Figure 6 shows the comparison of novelty between our method NNMD and SMD in three data sets under different length of recommendation list. It clearly indicates that the novelty of our method is much better than the SMD in MovieLens 100k and MovieLens 1M, while, in Epinions, the results of the two algorithms are very similar, but our method also has a little improvement than that of the SMD algorithm.
In summary, the recommendation performance of our method is better than that of the standard mass diffusion. In particular, the precision of our method increases an average of 13.27% percent compared to that of the SMD in MovieLens 100k and increases an average of 35.9% percent in MovieLens 1M and increases an average of 4.47% percent in Epinions. Although the improvement of the algorithmic performance in some aspects is not significant in Epinions data set, the reason may be that the data is so sparse that the novel algorithm cannot get the proper user’s nearest neighbors and it affects our algorithmic performance.
5. Conclusion and Future Work
Most of network based recommendation algorithms have a tendency to recommend popular objects to the users [1] because the object with high degree has a significant influence in the resource diffusion process. In this paper we propose a novel preferential diffusion recommendation algorithm based on user’s nearest neighbors which give a high weight to the influence of the target user’s nearest neighbors in the resource diffusion process. Experimental results based on MovieLens 100k, MovieLens 1M, and Epinions data set show that making a suitable adjustment in the parameter or the size of the user’s nearest neighbors set can help recommendation algorithm get a better recommendation performance. It can not only provide more accurate recommendations but also generate more diverse and novel recommendations.

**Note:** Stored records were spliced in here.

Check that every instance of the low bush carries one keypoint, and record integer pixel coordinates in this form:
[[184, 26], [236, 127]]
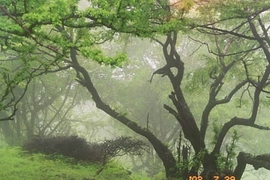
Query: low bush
[[78, 148]]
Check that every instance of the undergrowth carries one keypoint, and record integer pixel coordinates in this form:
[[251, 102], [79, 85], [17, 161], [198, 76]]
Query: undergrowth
[[17, 164]]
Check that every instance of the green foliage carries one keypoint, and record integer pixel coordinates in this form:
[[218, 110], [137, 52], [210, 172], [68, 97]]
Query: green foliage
[[16, 165]]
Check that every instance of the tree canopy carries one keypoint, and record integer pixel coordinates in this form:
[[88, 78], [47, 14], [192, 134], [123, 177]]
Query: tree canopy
[[41, 37]]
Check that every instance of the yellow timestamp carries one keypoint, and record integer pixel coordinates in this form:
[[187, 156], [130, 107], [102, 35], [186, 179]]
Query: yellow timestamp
[[214, 178]]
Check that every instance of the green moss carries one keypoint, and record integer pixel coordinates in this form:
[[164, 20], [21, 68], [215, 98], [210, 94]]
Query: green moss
[[16, 164]]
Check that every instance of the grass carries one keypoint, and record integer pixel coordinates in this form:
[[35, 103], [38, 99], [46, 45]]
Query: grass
[[16, 165]]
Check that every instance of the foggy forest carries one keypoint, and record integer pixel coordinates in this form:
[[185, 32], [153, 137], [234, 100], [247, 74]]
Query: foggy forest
[[134, 89]]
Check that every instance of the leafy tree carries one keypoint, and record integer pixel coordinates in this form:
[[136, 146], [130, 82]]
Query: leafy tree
[[61, 37]]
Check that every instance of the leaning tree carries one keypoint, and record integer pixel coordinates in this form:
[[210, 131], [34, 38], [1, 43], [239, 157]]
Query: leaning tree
[[52, 36]]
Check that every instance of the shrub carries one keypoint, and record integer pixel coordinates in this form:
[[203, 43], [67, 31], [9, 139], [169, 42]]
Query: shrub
[[78, 148]]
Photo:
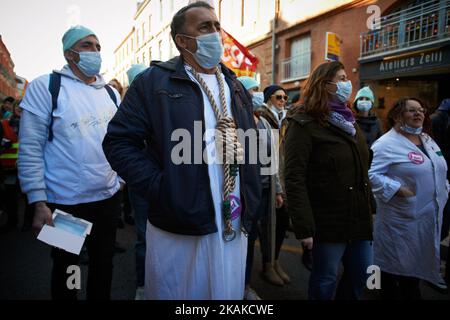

For future work, we intend to consider the level of rating between user and his nearest neighbors. Moreover, we will use the trust data [21, 22] in the network, because it can be used to find the nearest neighbors more accurately in high sparse data set, and it may have a better recommendation performance.
Conflicts of Interest
The authors declare that they have no conflicts of interest.
Acknowledgments
This work is partially supported by National Natural Science Foundation of China (Grant nos. 71361012 and 71363022), by National Science Foundation of Jiangxi, China (no. 20161BAB201029), and by the Foundation of Jiangxi Provincial Department of Education (no. GJJ. 150446).